Keeping childhood alive

Keeping childhood alive

HEARTENING The density of child labourers increases exponentially as you move away from the City. In trying to keep their childhood intact, Sparsha, an NGO, is changing the façade of the society one kid at a time, finds out  A Varsha Rao

Bangalore, with its ever-changing landscapes and mentalities, has
become a nest for child labourers, child drug addicts, child beggars and
scavengers. Whenever you look at a new building cropping up the skyline everyday, spare a thought to the numerous child labourers whose sweat has gone into the building’s making. Sadly, the density of the child labourers increases exponentially as you move away from the City where

children either get into back-breaking
employment – read begging, quarrying and construction - or whittle their time playing in toxic work environments of their parents.

But like a knight in shining armour, the benevolent team of Sparsha has come to the rescue of many in need. Frederick Douglas once said, “It is easier to build strong children than to repair broken men.” Proving every word of his true,
Sparsha is changing the façade of the

society one child at a time. On a casual visit, a group of friends, including the
Managing Trustee Gopinath, realised the harsh reality of the slums.

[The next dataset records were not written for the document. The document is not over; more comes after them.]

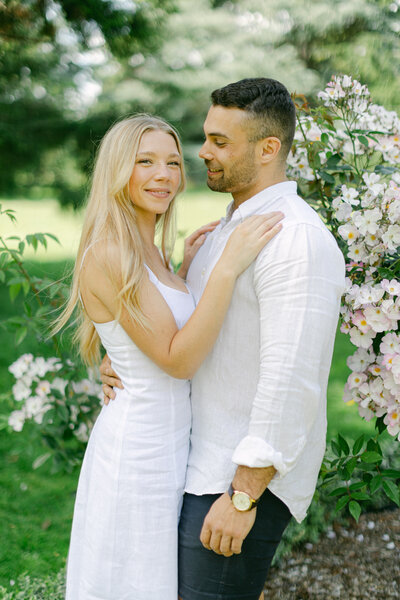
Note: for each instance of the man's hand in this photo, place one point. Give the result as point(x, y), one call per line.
point(109, 379)
point(225, 528)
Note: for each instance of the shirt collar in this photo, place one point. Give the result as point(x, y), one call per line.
point(259, 201)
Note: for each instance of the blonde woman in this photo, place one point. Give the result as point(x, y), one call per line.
point(124, 534)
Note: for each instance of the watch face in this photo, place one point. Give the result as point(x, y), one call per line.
point(241, 501)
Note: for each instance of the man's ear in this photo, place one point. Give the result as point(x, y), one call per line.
point(268, 149)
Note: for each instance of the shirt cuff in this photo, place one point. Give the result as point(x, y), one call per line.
point(256, 453)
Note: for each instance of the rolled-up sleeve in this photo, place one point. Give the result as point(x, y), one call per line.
point(298, 279)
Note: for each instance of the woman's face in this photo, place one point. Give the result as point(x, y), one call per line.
point(156, 175)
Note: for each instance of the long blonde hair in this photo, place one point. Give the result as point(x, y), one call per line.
point(110, 215)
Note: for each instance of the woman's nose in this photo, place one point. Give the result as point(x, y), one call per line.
point(204, 152)
point(162, 171)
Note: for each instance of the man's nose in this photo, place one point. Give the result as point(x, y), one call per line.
point(204, 152)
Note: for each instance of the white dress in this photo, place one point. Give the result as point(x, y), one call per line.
point(124, 532)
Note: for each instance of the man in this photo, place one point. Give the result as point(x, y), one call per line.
point(259, 398)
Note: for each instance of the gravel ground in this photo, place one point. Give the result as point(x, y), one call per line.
point(358, 563)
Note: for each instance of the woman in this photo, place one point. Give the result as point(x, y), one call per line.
point(124, 533)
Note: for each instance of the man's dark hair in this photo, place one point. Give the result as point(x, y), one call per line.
point(270, 107)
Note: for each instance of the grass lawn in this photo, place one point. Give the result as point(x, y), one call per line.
point(36, 506)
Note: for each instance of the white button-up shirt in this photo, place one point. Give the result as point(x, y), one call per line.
point(259, 398)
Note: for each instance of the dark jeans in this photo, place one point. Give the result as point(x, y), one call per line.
point(204, 575)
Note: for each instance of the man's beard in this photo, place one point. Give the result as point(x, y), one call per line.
point(241, 174)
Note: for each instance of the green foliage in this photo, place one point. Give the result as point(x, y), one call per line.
point(33, 588)
point(354, 472)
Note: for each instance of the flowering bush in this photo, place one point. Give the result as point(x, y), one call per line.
point(55, 395)
point(346, 157)
point(50, 393)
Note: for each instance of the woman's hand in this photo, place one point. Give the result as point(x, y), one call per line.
point(248, 239)
point(191, 246)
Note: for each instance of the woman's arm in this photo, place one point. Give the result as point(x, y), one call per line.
point(180, 352)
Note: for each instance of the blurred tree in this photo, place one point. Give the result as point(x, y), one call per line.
point(49, 52)
point(71, 68)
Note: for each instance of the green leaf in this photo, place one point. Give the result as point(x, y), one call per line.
point(355, 509)
point(336, 448)
point(392, 491)
point(14, 290)
point(351, 465)
point(371, 457)
point(40, 460)
point(384, 170)
point(358, 444)
point(20, 335)
point(343, 444)
point(393, 473)
point(341, 503)
point(375, 483)
point(338, 491)
point(26, 286)
point(53, 237)
point(32, 241)
point(360, 496)
point(357, 486)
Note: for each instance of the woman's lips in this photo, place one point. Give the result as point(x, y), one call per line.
point(159, 193)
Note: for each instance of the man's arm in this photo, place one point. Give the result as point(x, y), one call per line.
point(298, 283)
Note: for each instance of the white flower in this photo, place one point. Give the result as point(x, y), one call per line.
point(376, 318)
point(357, 252)
point(372, 182)
point(390, 344)
point(392, 237)
point(349, 195)
point(59, 384)
point(367, 221)
point(43, 388)
point(354, 380)
point(360, 339)
point(16, 420)
point(21, 366)
point(360, 359)
point(33, 406)
point(396, 368)
point(369, 294)
point(82, 433)
point(84, 387)
point(40, 367)
point(21, 391)
point(348, 232)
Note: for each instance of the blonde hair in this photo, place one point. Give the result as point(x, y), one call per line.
point(110, 215)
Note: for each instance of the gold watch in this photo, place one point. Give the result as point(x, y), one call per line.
point(242, 501)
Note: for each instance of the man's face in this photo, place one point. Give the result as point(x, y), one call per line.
point(227, 152)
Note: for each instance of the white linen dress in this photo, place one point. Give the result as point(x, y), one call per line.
point(124, 532)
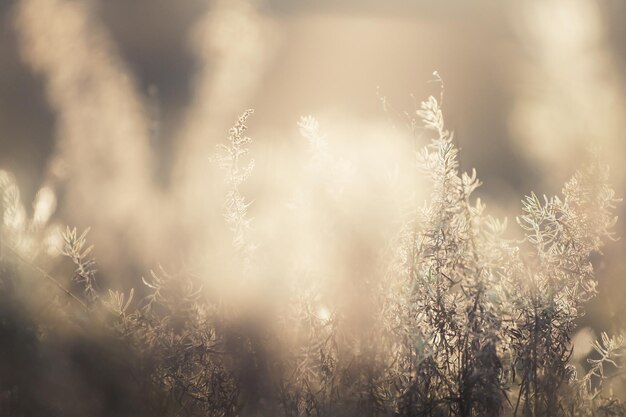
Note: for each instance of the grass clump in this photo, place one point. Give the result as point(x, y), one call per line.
point(464, 322)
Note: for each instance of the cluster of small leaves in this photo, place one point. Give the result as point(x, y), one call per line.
point(232, 159)
point(469, 323)
point(74, 247)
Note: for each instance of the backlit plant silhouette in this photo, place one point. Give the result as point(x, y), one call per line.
point(464, 322)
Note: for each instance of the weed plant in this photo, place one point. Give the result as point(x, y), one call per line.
point(463, 322)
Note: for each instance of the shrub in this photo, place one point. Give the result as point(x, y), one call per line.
point(466, 321)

“During our early days, we went to a Sikh community on the outskirts of the City. Imagine our shock when we got to know that many girls had never seen a world beyond their fifth standard classes and boys had not even managed to reach tenth standard.

So, for three years, we went there to just spend time with them. We didn’t conduct any classes or preach about education. We chatted, danced, sang – basically, got familiar with the families and the lively kids,” explains Gopinath.
This unconventional approach may

surprise many, but it earned the trust of the families and more importantly, the kids. Now it was time for real education. But mind you, this is not your typical

classroom. Inviting anybody who had the expertise to teach, Sparsha formed an
informal schedule and jumped into the mess. Slowly, kids started making their way to the classes. But soon, they had to face their first failure when they replicated their ingenious methods in Bettahalasur, a quarrying hub. Though they managed to get children

interested in education, they realised that the home environment of many was not conducive to a growing child. Remarks Gopinath, “Parents were drunkards and weren’t concerned about the future of their children. It was then that we decided to create a safe and happy home - Makkaladhama - for the tiny tots. There were so many instances where we had to force the parents to send their
children to our shelters!”

Giving a big boost to women empowerment, Sparsha also has an all-girls shelter in Hebbal, where ambitious and self-

sustained girls are currently pursuing their dreams.
“All the girls are focusing not just on their education but are also equipping themselves with arts and crafts,” says Gopinath proudly. Backing their efforts are many organisations like Kennametal Shared and Service, First American

(India), Lodge Sainik No.196 GLI, Value Budget Housing Corporation and Infinite Computer Solution and even the

government’s Sarva Shiksha Abhiyan scheme. Adding value to their sincere
efforts was the ‘Best NGO’ Karnataka State Award 2014.

To change the mindsets of students who knew nothing apart from the fact that they had to work for their daily bread must have been a near impossible task. Gopinath explains, “We had our own share of challenges. First and foremost was convincing the parents to understand our efforts. Then, the sad cases of sexual harassment started creeping up. Next,

the partial support of the government
educational schemes let us down. When these students come to us, we put in a lot of effort in grooming them. But, one fine day, their parents take them away

dumping all their dreams and our efforts. Ambika was a happy girl, spending her time learning a variety of things at one of the shelters at Sparsha before being taken away to be married. Mamta had lost her mother at an early age and had a missing dad. With no regard to her age or her

education, her brother-in-law took
her away, killing all her dreams and
aspirations. Such regressive mentalities have brought down the initial number of 300 children to a mere 185.”

Talking about the future plans, Gopinath says, “Our main aim is to bridge the gap between under-privileged students and the mainstream ones. We want to

create a university that incorporates all the ambitions of all the students who come to us. If a child is interested in engineering, we aspire to give that child all that is
needed for a simple course of engineering. If another one is interested in higher
education, we are there every step of the way.”

Turning this dream of theirs into reality is the ‘Nisarga Grama,’ a shelter cum
rehabilitation centre for children situated on the outskirts of Bangalore.